Amiodarone (Cordarone)

Amiodarone (Cordarone)


May 22, 2023

Dear colleagues:


Welcome back to our Pharmacy Phriday continuing education offering. In this installment, we will continue to focus on some of the antiarrhythmic medications we find in our drug boxes. 

This week we focus on Amiodarone, our primary choice of an antiarrhythmic in cases of ventricular dysrhythmias.  Amiodarone is a class III antiarrhythmic, which means it decreases the movement of potassium in the heart tissues, slowing the repolarization phase. Amiodarone will also decrease sinus automaticity and increase the refractory period within the AV node. The medication also demonstrates electrophysiological effects of class I, II, and IV antiarrhythmics, essentially meaning everything is slowed down in the heart’s electrical system.  

Amiodarone has been shown to improve the return of spontaneous circulation (ROSC) with refractory V-Fib and pulseless v-tach and is therefore used in our protocols for those rhythms.  It can also be found in the protocol for use in cases of V-tach with a pulse after a 12 lead has been acquired and transmitted to the hospital for possible consultation with medical direction. 
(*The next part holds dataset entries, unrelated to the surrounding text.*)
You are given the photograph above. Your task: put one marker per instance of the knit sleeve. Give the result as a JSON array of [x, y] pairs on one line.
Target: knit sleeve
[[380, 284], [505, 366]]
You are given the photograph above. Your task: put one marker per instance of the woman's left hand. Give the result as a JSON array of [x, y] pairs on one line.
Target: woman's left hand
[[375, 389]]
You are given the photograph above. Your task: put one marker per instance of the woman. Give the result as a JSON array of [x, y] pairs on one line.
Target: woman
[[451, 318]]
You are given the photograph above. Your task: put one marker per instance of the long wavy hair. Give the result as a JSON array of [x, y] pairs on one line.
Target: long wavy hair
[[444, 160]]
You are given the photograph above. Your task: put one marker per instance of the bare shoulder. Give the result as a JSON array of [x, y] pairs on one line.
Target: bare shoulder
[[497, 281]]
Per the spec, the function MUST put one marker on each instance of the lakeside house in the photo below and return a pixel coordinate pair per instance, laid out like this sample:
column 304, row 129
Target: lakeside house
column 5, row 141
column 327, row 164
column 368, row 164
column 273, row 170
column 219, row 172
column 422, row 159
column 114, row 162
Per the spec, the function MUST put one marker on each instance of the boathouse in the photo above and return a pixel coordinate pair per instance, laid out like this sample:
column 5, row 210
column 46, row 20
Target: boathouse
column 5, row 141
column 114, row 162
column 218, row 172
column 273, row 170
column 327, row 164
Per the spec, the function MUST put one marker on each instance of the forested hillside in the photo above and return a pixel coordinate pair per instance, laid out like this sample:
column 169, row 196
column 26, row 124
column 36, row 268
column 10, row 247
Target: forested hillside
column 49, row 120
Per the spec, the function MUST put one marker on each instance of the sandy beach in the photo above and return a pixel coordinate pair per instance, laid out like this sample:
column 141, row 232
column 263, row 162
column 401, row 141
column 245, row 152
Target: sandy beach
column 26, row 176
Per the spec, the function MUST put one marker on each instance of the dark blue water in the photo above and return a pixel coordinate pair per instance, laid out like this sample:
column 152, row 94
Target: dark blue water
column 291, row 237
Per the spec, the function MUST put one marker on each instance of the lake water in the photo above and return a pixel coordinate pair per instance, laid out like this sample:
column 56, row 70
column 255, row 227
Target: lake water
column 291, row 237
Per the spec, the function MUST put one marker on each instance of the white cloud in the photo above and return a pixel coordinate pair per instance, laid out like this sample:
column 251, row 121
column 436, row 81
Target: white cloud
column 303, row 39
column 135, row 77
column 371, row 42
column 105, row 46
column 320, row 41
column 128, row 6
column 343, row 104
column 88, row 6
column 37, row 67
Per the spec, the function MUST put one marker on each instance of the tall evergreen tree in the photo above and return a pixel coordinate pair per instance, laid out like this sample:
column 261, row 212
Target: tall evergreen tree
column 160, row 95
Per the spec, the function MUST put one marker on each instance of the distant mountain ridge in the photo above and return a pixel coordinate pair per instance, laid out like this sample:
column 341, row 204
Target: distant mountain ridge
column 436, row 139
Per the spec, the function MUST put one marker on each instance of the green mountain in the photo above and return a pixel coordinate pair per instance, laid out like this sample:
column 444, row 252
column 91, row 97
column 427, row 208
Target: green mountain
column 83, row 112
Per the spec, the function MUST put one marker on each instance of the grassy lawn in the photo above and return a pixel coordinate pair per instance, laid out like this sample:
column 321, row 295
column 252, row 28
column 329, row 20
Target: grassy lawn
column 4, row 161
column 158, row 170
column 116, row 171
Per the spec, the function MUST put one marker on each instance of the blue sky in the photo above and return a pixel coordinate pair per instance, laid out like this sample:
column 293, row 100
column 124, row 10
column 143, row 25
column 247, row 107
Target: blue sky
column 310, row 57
Because of the medication’s action on the sinus and AV nodes, it should not be used in cases of bradycardia, sick sinus syndromes, and second or third-degree AV blocks.  Amiodarone should also not be used in conjunction with other antiarrhythmics or other medications that prolong the QT interval. Remember, it is very important that we only give ONE antiarrhythmic during treatment for cardiac arrest.  It is also important to note that Amiodarone is one of the few medications in our drug boxes that is a “Category X” and should not be used in pregnant females or those breastfeeding (Lidocaine would be the alternative in these cases).

The initial dose of Amiodarone during an arrest for an adult is 300mg IV/IO, followed by 150mg IV/IO in 3-5 minutes if there is no change.  The maximum dose should not exceed 450 mg.  In the case of a wide complex tachycardia with a pulse, the dosage is 150 mg diluted in 100 ml of D5 and administered over 10 minutes.

In the pediatric arrest patient, the dosing is 5 mg/kg, up to three total doses or a max dose of 300mg.  For patients with a pulse, the dose would be 2.5 mg/kg (up to a max of 150 mg), mixed in 100 ml of D5, and administered very slowly over 20-60 minutes.

Side effects associated with Amiodarone result from slowed repolarization, automaticity, and other effects mentioned and can include prolonged PR, QRS, and QT intervals on the ECG, arrythmias that result from those abnormalities, and hypotension.  As always, be sure to monitor your patient.

Next week is National EMS Week, running from May 21st through the 27th.  Look for special events within your local systems as we honor your work in EMS!  Thanks for all you do and the differences you make!


Until the next installment, stay safe!